It consists of the following techniques:
Sequential Search
Binary Search
Selection Sort
Bubble Sort
Insertion Sort
This is a seminar presentation on "SORTING" for Semester 2 exam at St. Xavier's College.The power point presenation deals with the requirement of sorting in our life,types of sorting techniques,code for implementing them,the time and space complexity of different sorting algorithms,the applications of sorting,its use in the industry and its future scope.The slide show contains .gif files which can't be seen here.For more details or any queries send me a mail at agmajumder@gmail.com
I am Kepha M. I am a Control System Assignment Expert at matlabassignmentexperts.com. I hold a Ph.D. in Matlab, McGill University, Canada. I have been helping students with their homework for the past 8 years. I solve assignments related to Control Systems.

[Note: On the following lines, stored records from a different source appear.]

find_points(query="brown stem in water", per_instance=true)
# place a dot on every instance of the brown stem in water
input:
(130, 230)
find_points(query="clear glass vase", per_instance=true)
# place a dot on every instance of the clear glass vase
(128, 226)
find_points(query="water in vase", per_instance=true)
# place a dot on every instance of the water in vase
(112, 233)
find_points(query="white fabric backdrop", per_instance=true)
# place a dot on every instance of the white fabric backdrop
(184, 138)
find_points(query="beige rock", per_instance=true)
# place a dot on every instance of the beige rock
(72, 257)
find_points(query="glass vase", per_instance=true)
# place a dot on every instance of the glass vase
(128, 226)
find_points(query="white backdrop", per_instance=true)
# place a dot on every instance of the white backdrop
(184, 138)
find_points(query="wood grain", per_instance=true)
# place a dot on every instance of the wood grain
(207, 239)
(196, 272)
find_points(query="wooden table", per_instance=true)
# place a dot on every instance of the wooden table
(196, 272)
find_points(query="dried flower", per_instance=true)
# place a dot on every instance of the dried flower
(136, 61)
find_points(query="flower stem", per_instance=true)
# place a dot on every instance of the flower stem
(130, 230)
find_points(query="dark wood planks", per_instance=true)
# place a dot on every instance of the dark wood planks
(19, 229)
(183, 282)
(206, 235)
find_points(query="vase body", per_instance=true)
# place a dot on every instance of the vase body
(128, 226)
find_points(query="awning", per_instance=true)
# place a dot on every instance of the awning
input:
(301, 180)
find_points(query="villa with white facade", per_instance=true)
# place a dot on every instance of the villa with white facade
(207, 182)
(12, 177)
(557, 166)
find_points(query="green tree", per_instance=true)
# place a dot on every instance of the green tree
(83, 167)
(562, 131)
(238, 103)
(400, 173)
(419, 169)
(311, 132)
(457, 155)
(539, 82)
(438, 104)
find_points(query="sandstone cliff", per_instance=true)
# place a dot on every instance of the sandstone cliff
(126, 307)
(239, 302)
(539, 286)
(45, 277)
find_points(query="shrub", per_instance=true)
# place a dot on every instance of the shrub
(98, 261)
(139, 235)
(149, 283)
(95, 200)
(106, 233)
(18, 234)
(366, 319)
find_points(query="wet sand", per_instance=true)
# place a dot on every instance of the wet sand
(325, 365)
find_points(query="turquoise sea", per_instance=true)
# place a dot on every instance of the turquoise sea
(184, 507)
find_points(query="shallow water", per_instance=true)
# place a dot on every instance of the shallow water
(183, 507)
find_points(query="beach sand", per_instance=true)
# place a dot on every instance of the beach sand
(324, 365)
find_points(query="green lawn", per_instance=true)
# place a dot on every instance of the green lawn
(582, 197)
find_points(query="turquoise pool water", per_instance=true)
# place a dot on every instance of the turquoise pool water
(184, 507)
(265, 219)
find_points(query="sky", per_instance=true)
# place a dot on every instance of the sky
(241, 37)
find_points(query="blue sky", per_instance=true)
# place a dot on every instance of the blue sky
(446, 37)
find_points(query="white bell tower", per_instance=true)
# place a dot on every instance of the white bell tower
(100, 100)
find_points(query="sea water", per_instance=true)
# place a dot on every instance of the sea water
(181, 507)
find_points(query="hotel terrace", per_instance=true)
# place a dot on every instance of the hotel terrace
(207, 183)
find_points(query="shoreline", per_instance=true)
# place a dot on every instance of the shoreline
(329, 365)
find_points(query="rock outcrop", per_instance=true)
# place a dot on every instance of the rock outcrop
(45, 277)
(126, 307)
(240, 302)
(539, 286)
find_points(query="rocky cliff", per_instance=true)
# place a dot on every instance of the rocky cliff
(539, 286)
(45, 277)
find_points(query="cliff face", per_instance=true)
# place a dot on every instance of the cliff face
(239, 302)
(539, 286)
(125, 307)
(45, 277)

Visit matlabassignmentexperts.com or email info@matlabassignmentexperts.com.
You can also call on +1 678 648 4277 for any assistance with Control System Assignments.
I am Nigel J. I am a Computer Network Assignment Expert at computernetworkassignmenthelp.com. I hold a Master's in Computer Science from, the University of Glasgow, UK. I have been helping students with their assignments for the past 15 years. I solve assignments related to Computer Networks.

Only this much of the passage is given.